Why do I bring all of this up? Many people who are NOT teachers like to say that teachers are lazy, over-paid and deserve to be scrutinized as such. Teachers have weekends off, holidays and summers off. Teaching is an easy thing to do and some believe that if you are a teacher, it’s because they can’t find a real job. Ridiculous! We work on weekends, reading and marking essays, projects and assignments. We have to adjust our lesson plans when they do not work or because the lesson doesn’t fit the group of students in that semester. We take AQs (Advanced Qualifications) which give us the skills and abilities to teach our students in many different programs and courses.
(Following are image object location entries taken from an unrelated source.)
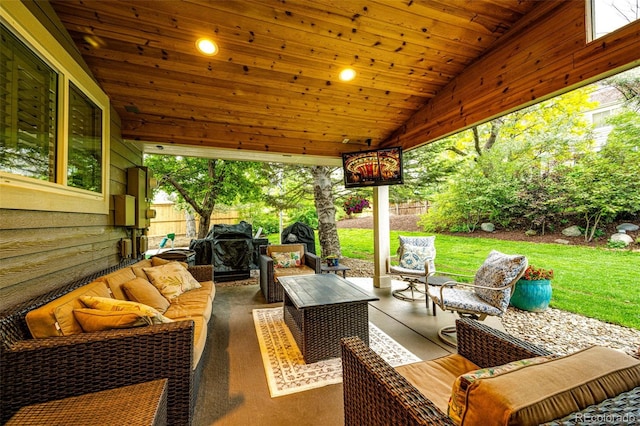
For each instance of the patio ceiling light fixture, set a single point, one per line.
(347, 74)
(207, 46)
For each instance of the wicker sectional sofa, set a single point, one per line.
(35, 370)
(377, 394)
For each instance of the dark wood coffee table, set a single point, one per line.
(321, 309)
(335, 269)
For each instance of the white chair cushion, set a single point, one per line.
(456, 298)
(498, 270)
(413, 257)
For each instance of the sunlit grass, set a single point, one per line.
(594, 282)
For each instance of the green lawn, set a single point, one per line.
(595, 282)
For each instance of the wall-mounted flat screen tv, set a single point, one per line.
(372, 168)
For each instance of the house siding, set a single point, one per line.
(41, 250)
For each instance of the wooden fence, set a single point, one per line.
(171, 220)
(417, 207)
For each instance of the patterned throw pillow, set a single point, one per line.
(172, 279)
(458, 400)
(413, 257)
(289, 259)
(498, 270)
(115, 305)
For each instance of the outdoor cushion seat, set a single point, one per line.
(463, 301)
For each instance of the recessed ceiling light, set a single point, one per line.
(207, 46)
(347, 74)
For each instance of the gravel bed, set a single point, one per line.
(558, 331)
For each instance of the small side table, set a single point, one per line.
(335, 269)
(143, 404)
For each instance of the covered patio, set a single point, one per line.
(423, 70)
(234, 387)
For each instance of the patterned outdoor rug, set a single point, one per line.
(284, 365)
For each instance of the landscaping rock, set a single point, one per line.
(572, 231)
(627, 227)
(620, 236)
(488, 227)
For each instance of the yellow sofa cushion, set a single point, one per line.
(434, 378)
(116, 279)
(542, 392)
(458, 399)
(142, 291)
(199, 339)
(158, 261)
(107, 304)
(93, 320)
(56, 317)
(138, 268)
(172, 279)
(193, 303)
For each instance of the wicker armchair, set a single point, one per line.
(376, 394)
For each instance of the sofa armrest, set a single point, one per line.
(202, 273)
(312, 261)
(375, 394)
(40, 370)
(488, 347)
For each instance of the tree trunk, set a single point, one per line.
(323, 197)
(204, 223)
(191, 224)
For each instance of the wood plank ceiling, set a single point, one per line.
(274, 87)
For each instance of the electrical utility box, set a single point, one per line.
(138, 186)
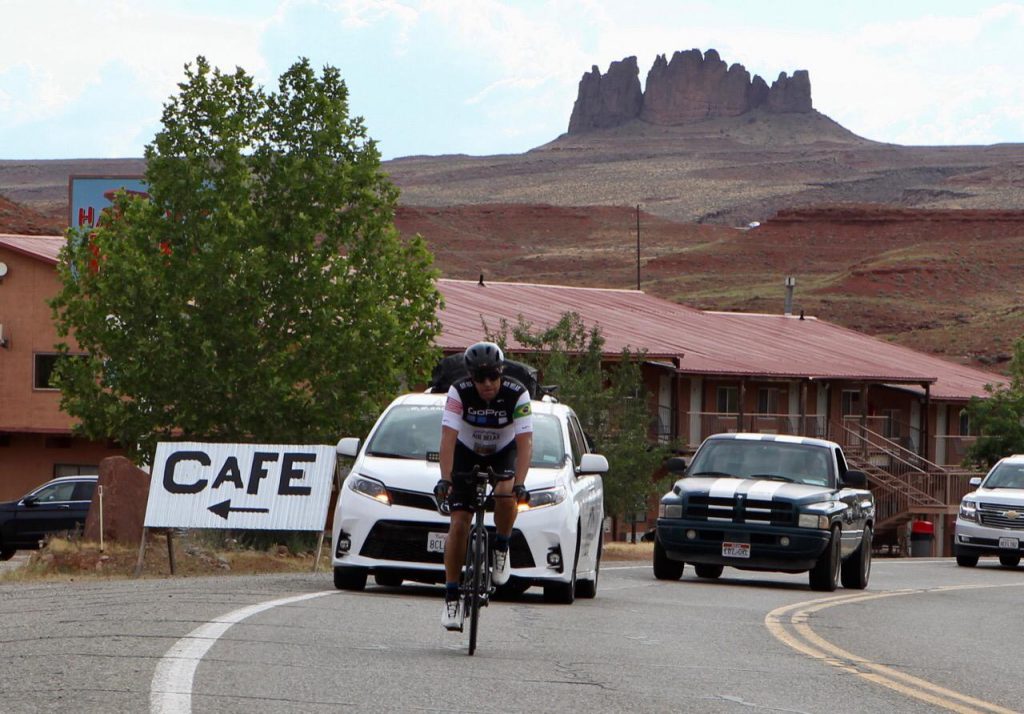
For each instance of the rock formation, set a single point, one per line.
(689, 88)
(606, 100)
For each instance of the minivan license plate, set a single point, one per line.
(435, 542)
(735, 550)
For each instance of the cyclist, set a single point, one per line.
(486, 422)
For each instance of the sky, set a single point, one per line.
(89, 78)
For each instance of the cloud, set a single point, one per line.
(65, 47)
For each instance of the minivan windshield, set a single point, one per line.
(1006, 475)
(410, 431)
(735, 458)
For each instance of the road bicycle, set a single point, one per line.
(475, 588)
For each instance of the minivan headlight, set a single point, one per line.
(371, 488)
(544, 498)
(969, 510)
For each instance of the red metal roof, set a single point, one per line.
(42, 247)
(726, 343)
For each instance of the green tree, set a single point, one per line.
(998, 419)
(611, 403)
(262, 292)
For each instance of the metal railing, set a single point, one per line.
(905, 483)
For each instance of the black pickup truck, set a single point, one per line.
(767, 502)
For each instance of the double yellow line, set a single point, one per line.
(790, 625)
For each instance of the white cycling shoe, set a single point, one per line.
(500, 575)
(452, 615)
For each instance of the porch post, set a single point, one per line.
(923, 451)
(696, 410)
(803, 408)
(863, 419)
(941, 430)
(742, 397)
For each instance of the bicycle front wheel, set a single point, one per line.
(477, 581)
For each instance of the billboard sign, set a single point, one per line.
(88, 196)
(241, 486)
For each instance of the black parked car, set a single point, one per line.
(55, 506)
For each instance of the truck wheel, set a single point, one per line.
(706, 570)
(349, 578)
(665, 568)
(857, 568)
(824, 575)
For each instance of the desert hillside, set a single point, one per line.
(920, 245)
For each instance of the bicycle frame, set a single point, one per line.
(476, 587)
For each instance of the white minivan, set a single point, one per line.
(387, 523)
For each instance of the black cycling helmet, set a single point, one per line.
(483, 357)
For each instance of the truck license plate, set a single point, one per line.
(435, 542)
(735, 550)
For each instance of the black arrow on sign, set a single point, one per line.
(224, 507)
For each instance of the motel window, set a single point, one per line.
(727, 400)
(850, 403)
(965, 424)
(43, 372)
(768, 401)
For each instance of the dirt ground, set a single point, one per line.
(70, 559)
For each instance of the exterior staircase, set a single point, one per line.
(905, 485)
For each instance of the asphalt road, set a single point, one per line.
(925, 636)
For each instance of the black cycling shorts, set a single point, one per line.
(464, 491)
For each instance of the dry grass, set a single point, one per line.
(70, 559)
(628, 551)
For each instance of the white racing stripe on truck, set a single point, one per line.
(724, 488)
(764, 490)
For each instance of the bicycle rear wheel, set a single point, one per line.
(477, 584)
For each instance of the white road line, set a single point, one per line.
(170, 691)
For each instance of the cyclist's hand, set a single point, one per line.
(520, 493)
(441, 489)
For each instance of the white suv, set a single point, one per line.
(991, 518)
(387, 523)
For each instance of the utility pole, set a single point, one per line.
(638, 246)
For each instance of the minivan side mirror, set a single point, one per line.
(855, 479)
(676, 464)
(349, 446)
(592, 463)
Oh, besides that we also fit in a social life and/or a family life. We also have children. We coach after school sports and social clubs on a volunteer basis. We give our time to work with students before, after and throughout the school day when we give up our lunch or prep time to ensure our students are supported, mentored and encouraged to do their very best.
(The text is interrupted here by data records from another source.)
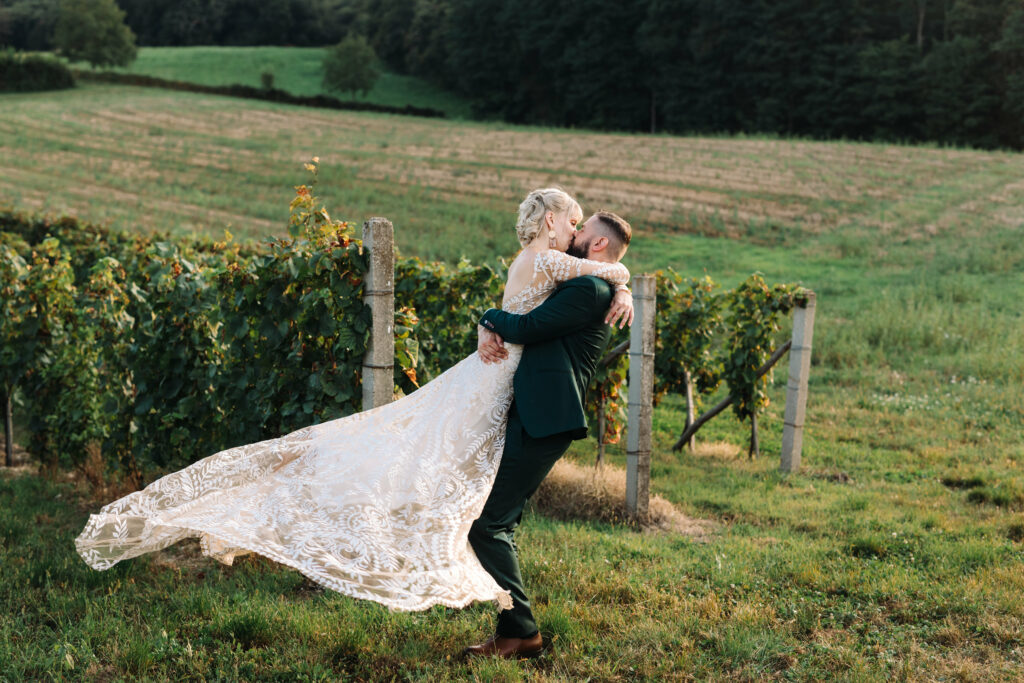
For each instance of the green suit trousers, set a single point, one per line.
(524, 464)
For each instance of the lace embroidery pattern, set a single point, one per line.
(376, 506)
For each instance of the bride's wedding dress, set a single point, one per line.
(376, 505)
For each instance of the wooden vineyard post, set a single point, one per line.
(638, 438)
(8, 430)
(796, 388)
(690, 414)
(378, 365)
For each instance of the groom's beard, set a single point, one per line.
(578, 249)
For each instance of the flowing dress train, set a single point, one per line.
(377, 505)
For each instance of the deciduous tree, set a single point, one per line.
(350, 67)
(94, 31)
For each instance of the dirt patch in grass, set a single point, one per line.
(598, 494)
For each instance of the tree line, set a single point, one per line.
(946, 71)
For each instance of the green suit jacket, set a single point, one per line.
(564, 338)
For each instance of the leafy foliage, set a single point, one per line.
(29, 73)
(94, 31)
(350, 67)
(752, 321)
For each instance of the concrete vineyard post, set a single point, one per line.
(796, 388)
(638, 438)
(378, 365)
When someone says, “What do you make as a teacher” remember this conversation I had with a grade 10 (ten) science class, on a Friday afternoon I was doing an on-call for as their teacher was taking the girls’ rugby team to a tournament:
The students were given “busy” work. Reading and answering questions in a textbook. The class had finished early and wanted to have a conversation on what I actually taught, which is Hospitality and Tourism. I mentioned that what I teach can have a relationship with other courses, including science. Baking is all based on science. Chemical reactions when adding yeast or baking powder to flour, eggs and water. Geography because all food comes from somewhere. History because at some point in time, food came to be, not just from a country or region, but when as well. We began to talk about GMOs and the environment. I mentioned that what we have done to the soil and water has had an impact on our foods and food systems. It was a very engaging conversation with this class.
I then mentioned that this will be the generation to begin repairs to our environment. Then the discussion became interesting. There is always that one student who is a “wise guy” and I had one in this class. He barked out, “Why is your generation blaming us for what you did to the environment?” My response silenced the class. “We are not blaming you for the mistakes we made. We didn’t know that what we were doing would affect the environment as it did, or we were too ignorant to care. What we are asking is that you make changes to begin the repair of our planet.” Was my reply. I added, “You are the generation that will find solutions for our problems.”
I took this conversation one step further. I asked if any students in this class had allergies. A few hands went up. I then asked if anyone had more than one intolerance or allergy. This girl put up her hand. I asked her conditions. She said she was lactose intolerant and recently, she was diagnosed with Celiac. She seemed quite upset about this. I had to mention that 30 years ago, we didn’t have these issues as prominently as they are visible today. The class was silent. I then asked this one boy what hos plans were after high school. He mentioned he would like to go to school, most likely university. He really liked science and might consider going into the field of science. That was my cue to tie all of this together.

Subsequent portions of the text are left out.